Fernando Albán inicia su libro Pasos de frontera (Quito: Trashumante, 2014) con una declaración tajante: «Pensar la política cediendo a la tentación del imposible». Desde el umbral del libro estamos ante un paso de frontera, pues el «imposible», como dice el autor en el «Preámbulo», no es propiamente el contrario del posible, por tanto, lo que puede suprimirse con una simple operación lógica o semántica, sino que es pasión, liberación. Solo después de recorrer el libro, aunque no únicamente de manera lineal desde la primera palabra hasta la última, sino de atravesarlo en múltiples trayectorias a las que incita el estilo aforístico y fragmentario, se alcanza a vislumbrar el sentido político de esta declaración, proclama o desafío, declaración que bien puede ser designada como «impolítica», dando a este término una significación que va más allá de la evidente condición impolítica que implica la negativa a aceptar que la política sea el arte de lo posible, es decir, la negativa a aceptar lo que en nuestra época implica una subordinación a la ideología liberal en los ámbitos de la política, del derecho y de la ética, o a sus negaciones autoritarias, sean estas fascistas o populistas. Lo «impolítico» se dirige a poner en cuestión la condición política que es propia de lo humano, tal como esta ha sido concebida desde el mundo griego; se encamina a de-construir los presupuestos del pensamiento occidental sobre la política, puesto que es en la tradición occidental donde surge y se despliega el pensamiento político. El pensamiento político occidental es hoy pensamiento político planetario, aunque choquen, dialoguen y pugnen con él componentes de la acción que surgen de otras historias. Tal puesta en cuestión es, en el pensamiento político moderno o incluso en el llamado posmoderno, decididamente excéntrica: renuncia a cualquier centralidad, a cualquier núcleo, a cualquier anclaje dentro de los dominios del saber. Pero nos equivocaríamos, como ha advertido el filósofo italiano Roberto Espósito, si considerásemos que esa condición impolítica es meramente negativa, que designa lo contrario de la política. Más bien, como lo entiende Albán, es pasión política. Yo añadiría: extremismo político.

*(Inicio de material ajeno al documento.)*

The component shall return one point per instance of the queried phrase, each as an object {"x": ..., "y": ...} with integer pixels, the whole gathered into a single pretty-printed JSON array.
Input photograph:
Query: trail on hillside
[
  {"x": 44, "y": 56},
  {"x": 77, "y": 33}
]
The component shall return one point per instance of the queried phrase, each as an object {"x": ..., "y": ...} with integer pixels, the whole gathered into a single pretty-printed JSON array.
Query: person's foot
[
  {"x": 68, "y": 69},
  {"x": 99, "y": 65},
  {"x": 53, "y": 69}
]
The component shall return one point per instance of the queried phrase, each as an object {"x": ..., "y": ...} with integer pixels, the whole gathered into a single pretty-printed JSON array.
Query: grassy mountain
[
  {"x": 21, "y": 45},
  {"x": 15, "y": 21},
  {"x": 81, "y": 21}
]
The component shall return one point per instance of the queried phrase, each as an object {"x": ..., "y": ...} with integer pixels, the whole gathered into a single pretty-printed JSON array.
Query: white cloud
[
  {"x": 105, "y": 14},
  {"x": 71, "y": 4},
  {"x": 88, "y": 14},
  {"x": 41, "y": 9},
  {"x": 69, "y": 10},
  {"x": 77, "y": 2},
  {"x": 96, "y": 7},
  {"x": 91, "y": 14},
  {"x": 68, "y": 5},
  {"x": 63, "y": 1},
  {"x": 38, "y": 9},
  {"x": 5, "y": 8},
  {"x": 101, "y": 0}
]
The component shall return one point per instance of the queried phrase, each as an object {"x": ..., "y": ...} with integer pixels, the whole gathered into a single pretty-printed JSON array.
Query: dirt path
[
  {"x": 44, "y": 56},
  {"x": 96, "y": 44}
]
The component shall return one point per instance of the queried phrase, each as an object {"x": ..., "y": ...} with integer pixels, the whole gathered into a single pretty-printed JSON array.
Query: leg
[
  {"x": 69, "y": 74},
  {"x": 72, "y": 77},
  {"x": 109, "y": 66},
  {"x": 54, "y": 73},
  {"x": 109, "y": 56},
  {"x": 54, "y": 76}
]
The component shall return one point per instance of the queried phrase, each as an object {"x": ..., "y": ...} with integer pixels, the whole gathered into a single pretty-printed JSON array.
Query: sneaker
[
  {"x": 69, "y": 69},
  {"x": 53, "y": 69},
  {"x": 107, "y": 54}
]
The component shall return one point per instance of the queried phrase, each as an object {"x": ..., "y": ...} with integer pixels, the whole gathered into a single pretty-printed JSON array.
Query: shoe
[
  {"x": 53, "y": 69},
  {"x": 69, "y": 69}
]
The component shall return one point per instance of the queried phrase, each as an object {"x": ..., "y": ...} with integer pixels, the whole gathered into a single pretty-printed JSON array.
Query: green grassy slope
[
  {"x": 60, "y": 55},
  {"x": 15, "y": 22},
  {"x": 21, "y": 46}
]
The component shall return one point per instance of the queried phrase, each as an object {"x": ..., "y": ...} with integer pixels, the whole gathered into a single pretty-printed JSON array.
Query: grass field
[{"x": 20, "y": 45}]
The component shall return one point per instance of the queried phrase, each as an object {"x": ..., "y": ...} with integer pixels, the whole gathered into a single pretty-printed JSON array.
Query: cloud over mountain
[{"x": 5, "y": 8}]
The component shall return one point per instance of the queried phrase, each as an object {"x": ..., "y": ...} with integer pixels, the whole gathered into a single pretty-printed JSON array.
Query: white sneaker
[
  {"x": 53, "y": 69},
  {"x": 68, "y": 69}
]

Volvamos sobre la frase que anuncia al lector de qué va este libro, compuesto por ensayos cortos y aforismos: “Pensar la política”. Frente al vértigo de los hechos, ante las cataratas de información sobre la política, pues estamos inmersos en ella, hay que adoptar el talante, el temple, la disposición de ánimo que exige el pensar. Paso a paso, con el ritmo de la tortuga que vencerá al veloz Aquiles. Un ritmo que obliga a detenerse, a volver sobre los pasos, a divagar, a buscar atajos, sendas perdidas en el bosque de las ideas consabidas, a cruzar fronteras, en un caminar no sujeto a certidumbre alguna, sin fin preconcebido, sin superación. Lo otro, la política como acierto, como discurso del arte de lo posible, incluso como discurso de la conciencia libre y voluntariosa, es una marcha segura que transita por las autopistas diseñadas para sortear el bosque, delineadas para llegar prontamente a destino: los conceptos están definidos y consiguientemente, se supone, se llegará al fin: la superación, el buen vivir, el reino de la libertad, o si se prefiere, el comunismo. Se insiste después de Aristóteles: el hombre es animal racional, se distingue por tanto de los divinos, del ángel, y de las bestias. Es animal político vive en comunidad, su ámbito propicio es la polis, el estado regulado por leyes. La comunidad puede perfeccionarse, los individuos pueden llegar a ser ciudadanos, a decidir política y éticamente gracias al libre albedrío. La democracia (la liberal) no es perfecta, pero es el mejor de los mundos políticos posibles, nos reiteran constantemente. Otros dirán: podemos superar tal democracia y alcanzar formas de democracia directa, sin mediaciones. ¿Para qué nos vamos a perder en divagaciones im-políticas?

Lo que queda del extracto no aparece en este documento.